Today, eight mezuzahs hang throughout the campus, including at the entrance to Crown’s garden, the Weinberg Wellness Center, Circle@Crown Cafe, the Rosen Library, the art studio and the main entrance to the building itself.
And no two look remotely alike.
One is bright blue with colorful floral glasswork. Another is soft pink and translucent. One carries rainbow stripes. Another is carved from wood.
Together, they feel less like part of a building project and more like the people who live there: colorful, distinct and carrying histories of their own.
Crown Center mezuzahs became a community project
The mezuzahs were made possible largely through the efforts of Cindy Lander Wallach and her family, who selected many of the pieces during Crown Center’s recent expansion.

For Wallach, the project was never just about decorating a doorway.
She said mezuzahs serve as “constant and tangible blessings to the spaces where people live, work and play.”
But at Crown Center, the installation itself became part of the blessing too.
Community Relations Director Randi Schenberg remembers the larger dedication ceremony led by Rabbi Randy Fleisher of Central Reform Congregation, who brought music and prayer into the gathering with his guitar in hand.

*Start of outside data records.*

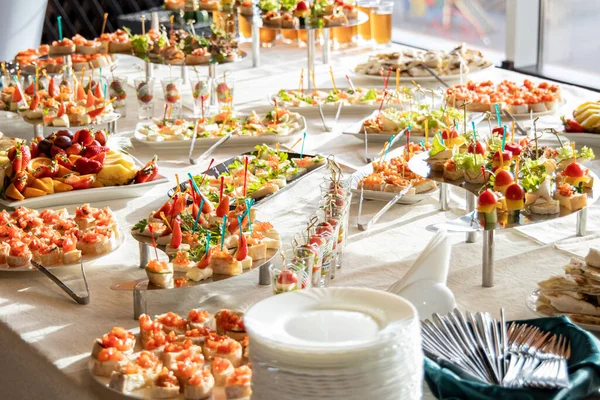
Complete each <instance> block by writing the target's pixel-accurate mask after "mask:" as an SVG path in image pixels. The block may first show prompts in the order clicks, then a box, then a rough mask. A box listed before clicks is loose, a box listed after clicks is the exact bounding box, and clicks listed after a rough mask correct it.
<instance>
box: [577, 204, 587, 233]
mask: <svg viewBox="0 0 600 400" xmlns="http://www.w3.org/2000/svg"><path fill="white" fill-rule="evenodd" d="M576 235H577V236H580V237H581V236H585V235H587V207H585V208H582V209H581V210H579V211H578V212H577V227H576Z"/></svg>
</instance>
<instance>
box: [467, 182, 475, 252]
mask: <svg viewBox="0 0 600 400" xmlns="http://www.w3.org/2000/svg"><path fill="white" fill-rule="evenodd" d="M465 200H466V201H467V213H471V212H473V211H475V195H474V194H473V193H471V192H468V191H465ZM475 241H477V232H467V238H466V242H467V243H475Z"/></svg>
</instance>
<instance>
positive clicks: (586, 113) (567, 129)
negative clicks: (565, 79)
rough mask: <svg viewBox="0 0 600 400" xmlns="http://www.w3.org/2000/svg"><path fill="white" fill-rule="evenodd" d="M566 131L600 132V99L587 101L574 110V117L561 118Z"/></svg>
mask: <svg viewBox="0 0 600 400" xmlns="http://www.w3.org/2000/svg"><path fill="white" fill-rule="evenodd" d="M561 120H562V122H563V125H564V127H565V131H566V132H591V133H600V101H587V102H585V103H583V104H580V105H579V106H577V108H575V110H573V118H565V117H562V118H561Z"/></svg>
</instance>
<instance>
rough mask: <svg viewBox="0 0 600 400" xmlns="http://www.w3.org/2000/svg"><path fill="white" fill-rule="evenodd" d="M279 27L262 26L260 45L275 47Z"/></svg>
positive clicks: (278, 31) (260, 34)
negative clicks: (269, 27) (274, 27)
mask: <svg viewBox="0 0 600 400" xmlns="http://www.w3.org/2000/svg"><path fill="white" fill-rule="evenodd" d="M278 32H279V31H278V30H277V29H269V28H260V46H261V47H273V46H275V40H276V39H277V33H278Z"/></svg>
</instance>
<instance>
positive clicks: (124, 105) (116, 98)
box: [108, 76, 127, 117]
mask: <svg viewBox="0 0 600 400" xmlns="http://www.w3.org/2000/svg"><path fill="white" fill-rule="evenodd" d="M109 82H110V83H109V85H108V93H109V96H110V98H111V99H112V98H116V100H115V101H114V103H113V105H114V107H115V111H116V112H118V113H119V114H121V116H122V117H126V116H127V92H126V91H125V88H126V87H127V78H125V77H124V76H113V77H111V78H110V79H109Z"/></svg>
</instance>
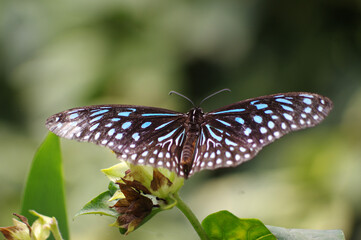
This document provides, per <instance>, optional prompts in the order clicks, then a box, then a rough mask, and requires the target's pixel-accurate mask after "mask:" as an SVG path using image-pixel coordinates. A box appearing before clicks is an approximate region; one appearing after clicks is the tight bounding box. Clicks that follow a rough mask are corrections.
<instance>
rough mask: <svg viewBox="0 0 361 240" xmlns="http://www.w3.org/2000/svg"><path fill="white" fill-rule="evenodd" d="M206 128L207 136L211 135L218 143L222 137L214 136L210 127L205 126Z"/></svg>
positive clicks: (219, 141)
mask: <svg viewBox="0 0 361 240" xmlns="http://www.w3.org/2000/svg"><path fill="white" fill-rule="evenodd" d="M206 127H207V129H208V132H209V134H211V136H212V137H213V138H214V139H216V140H217V141H219V142H220V141H221V140H222V137H220V136H218V135H216V134H215V133H214V132H213V131H212V129H211V127H210V126H209V125H208V124H207V125H206Z"/></svg>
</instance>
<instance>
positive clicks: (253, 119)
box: [253, 115, 262, 123]
mask: <svg viewBox="0 0 361 240" xmlns="http://www.w3.org/2000/svg"><path fill="white" fill-rule="evenodd" d="M253 120H254V121H255V122H256V123H261V122H262V117H261V116H258V115H256V116H254V117H253Z"/></svg>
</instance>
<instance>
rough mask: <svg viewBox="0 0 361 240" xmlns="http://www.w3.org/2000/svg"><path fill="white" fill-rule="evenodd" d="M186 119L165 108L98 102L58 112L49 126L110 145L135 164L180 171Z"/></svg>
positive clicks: (68, 138)
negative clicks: (135, 105)
mask: <svg viewBox="0 0 361 240" xmlns="http://www.w3.org/2000/svg"><path fill="white" fill-rule="evenodd" d="M186 118H187V115H186V114H183V113H179V112H175V111H170V110H167V109H161V108H152V107H143V106H131V105H98V106H87V107H82V108H73V109H70V110H68V111H64V112H61V113H58V114H55V115H53V116H51V117H50V118H49V119H48V120H47V122H46V125H47V127H48V128H49V130H51V131H52V132H54V133H55V134H57V135H59V136H61V137H64V138H68V139H76V140H78V141H87V142H93V143H95V144H98V145H102V146H106V147H108V148H110V149H111V150H113V151H114V152H115V153H116V154H117V156H118V157H120V158H123V159H126V160H129V161H131V162H132V163H134V164H148V165H152V166H155V167H166V168H168V169H170V170H173V171H177V172H178V171H179V169H178V166H179V164H178V162H177V161H179V156H180V154H181V150H182V145H183V141H184V127H183V125H184V122H185V120H186Z"/></svg>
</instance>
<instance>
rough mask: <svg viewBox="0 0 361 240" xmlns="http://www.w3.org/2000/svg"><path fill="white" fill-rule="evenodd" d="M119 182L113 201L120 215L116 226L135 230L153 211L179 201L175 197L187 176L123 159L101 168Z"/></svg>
mask: <svg viewBox="0 0 361 240" xmlns="http://www.w3.org/2000/svg"><path fill="white" fill-rule="evenodd" d="M102 171H103V172H104V173H105V174H106V175H107V177H108V178H109V179H110V180H111V181H113V182H115V183H116V184H118V186H119V190H118V191H116V192H115V193H114V195H113V196H112V198H111V199H110V200H111V201H113V200H116V203H115V204H114V206H112V208H114V209H115V210H116V211H117V212H118V213H119V216H118V218H117V221H116V223H115V224H114V226H118V227H120V228H124V229H126V230H127V232H126V233H129V232H131V231H133V230H134V229H135V228H136V227H138V226H139V225H140V224H142V223H143V222H144V219H145V218H146V217H149V216H150V215H151V213H152V212H155V211H157V210H158V211H159V210H165V209H170V208H172V207H173V206H175V204H176V203H177V202H176V200H175V199H174V197H173V194H176V193H177V192H178V191H179V189H180V188H181V187H182V186H183V184H184V178H182V177H178V176H177V174H176V173H174V172H170V171H168V170H167V169H162V168H161V169H156V168H152V167H149V166H139V165H138V166H136V165H133V164H131V163H127V162H121V163H119V164H117V165H114V166H112V167H110V168H108V169H103V170H102Z"/></svg>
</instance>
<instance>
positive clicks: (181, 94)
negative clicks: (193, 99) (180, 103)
mask: <svg viewBox="0 0 361 240" xmlns="http://www.w3.org/2000/svg"><path fill="white" fill-rule="evenodd" d="M173 93H174V94H176V95H178V96H181V97H183V98H185V99H187V100H188V101H189V102H190V103H192V105H193V107H195V106H196V105H195V104H194V102H193V101H192V100H190V99H189V98H187V97H186V96H184V95H183V94H180V93H179V92H176V91H170V92H169V95H172V94H173Z"/></svg>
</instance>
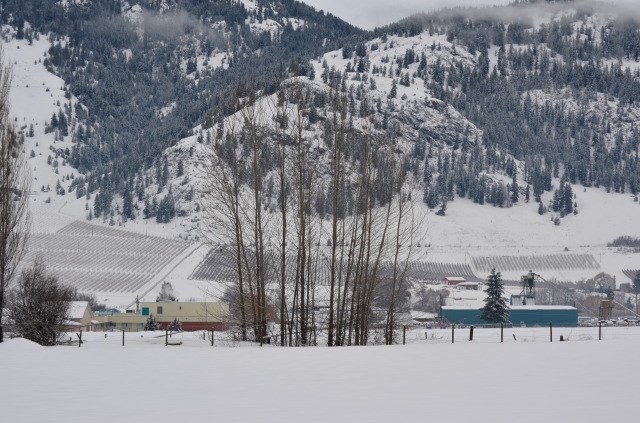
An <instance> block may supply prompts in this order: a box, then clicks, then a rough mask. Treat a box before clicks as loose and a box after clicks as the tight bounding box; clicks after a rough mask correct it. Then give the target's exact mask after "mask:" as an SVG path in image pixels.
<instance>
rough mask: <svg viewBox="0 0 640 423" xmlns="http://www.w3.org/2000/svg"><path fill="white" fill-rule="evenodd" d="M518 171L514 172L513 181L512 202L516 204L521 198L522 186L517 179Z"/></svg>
mask: <svg viewBox="0 0 640 423" xmlns="http://www.w3.org/2000/svg"><path fill="white" fill-rule="evenodd" d="M517 176H518V172H517V171H514V172H513V180H512V181H511V203H513V204H515V203H517V202H518V200H519V199H520V188H519V187H518V181H517Z"/></svg>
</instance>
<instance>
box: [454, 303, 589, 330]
mask: <svg viewBox="0 0 640 423" xmlns="http://www.w3.org/2000/svg"><path fill="white" fill-rule="evenodd" d="M481 314H482V309H480V308H477V307H463V306H444V307H442V319H443V320H445V321H447V322H449V323H453V324H464V325H486V324H489V323H488V322H485V321H484V320H482V319H481V318H480V315H481ZM509 322H510V323H511V324H513V325H526V326H546V325H548V324H549V323H553V325H554V326H577V325H578V309H576V308H575V307H569V306H539V305H532V306H511V307H510V313H509Z"/></svg>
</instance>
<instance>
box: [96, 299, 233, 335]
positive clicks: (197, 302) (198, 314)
mask: <svg viewBox="0 0 640 423" xmlns="http://www.w3.org/2000/svg"><path fill="white" fill-rule="evenodd" d="M151 315H153V317H154V318H155V320H156V321H157V322H158V326H159V328H160V329H161V330H164V329H166V328H167V327H169V325H171V324H172V323H173V322H174V321H177V322H179V323H180V326H181V328H182V330H184V331H196V330H218V331H219V330H226V329H227V323H228V321H229V305H228V304H226V303H222V302H219V303H218V302H215V303H214V302H178V301H175V302H143V303H139V304H138V307H137V309H136V310H135V311H134V310H132V311H131V312H127V313H105V314H104V315H99V316H97V317H96V320H97V321H98V322H99V323H98V329H99V330H124V331H127V332H137V331H141V330H143V329H144V325H145V323H146V321H147V319H148V318H149V317H150V316H151Z"/></svg>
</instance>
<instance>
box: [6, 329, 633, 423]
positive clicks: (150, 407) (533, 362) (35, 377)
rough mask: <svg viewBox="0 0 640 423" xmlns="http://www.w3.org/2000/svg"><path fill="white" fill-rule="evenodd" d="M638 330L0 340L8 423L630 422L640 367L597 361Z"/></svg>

“I remember holding the mezuzah up after we installed it with a special double-sided tape because I was afraid it would fall off and break,” Schenberg said, laughing. “It’s still there.”
What stayed with her even more happened later.
“A few weeks later, a small group of us hung the rest of the mezuzot during a quiet afternoon,” she said. “It was Cindy Wallach, Katie Garland, me and some residents. The residents chose the locations, picked which mezuzah fit best and said the prayer together.”
“Because this is their home, we found it to be the most meaningful of all the experiences.”
More than decoration on a doorway
Most art is protected from human hands.
Mezuzahs are designed for them.
People brush past these mezuzahs every day on the way to lunch, activities, doctor appointments and conversations with neighbors they’ve known for years. Some touch them intentionally. Others barely notice them.
Over time, they quietly become part of the rhythm of the building, collecting fingerprints, tiny scratches and years of routine.
At Crown Center, that rhythm carries extra meaning.
“The mezuzahs are a beautiful reminder of the sacredness of warm, inclusive spaces and caring for one another as we age,” Schenberg said. “It’s a reminder that we are more than just a building, we are a collection of homes and interwoven lives and traditions.”
One mezuzah now carries especially personal meaning for Schenberg.
In recent months, Crown Center received a handmade mezuzah created and donated by former Executive Director Nikki Goldstein, who recently began working in glass art. The piece was used during the dedication of the new library.

“Nikki’s mezuzah is the most meaningful to me because of how strongly I feel toward Nikki and her long devotion to our organization,” Schenberg said.
That may be what makes mezuzahs different from almost anything else hanging inside a communal building.
They are not meant to stay pristine.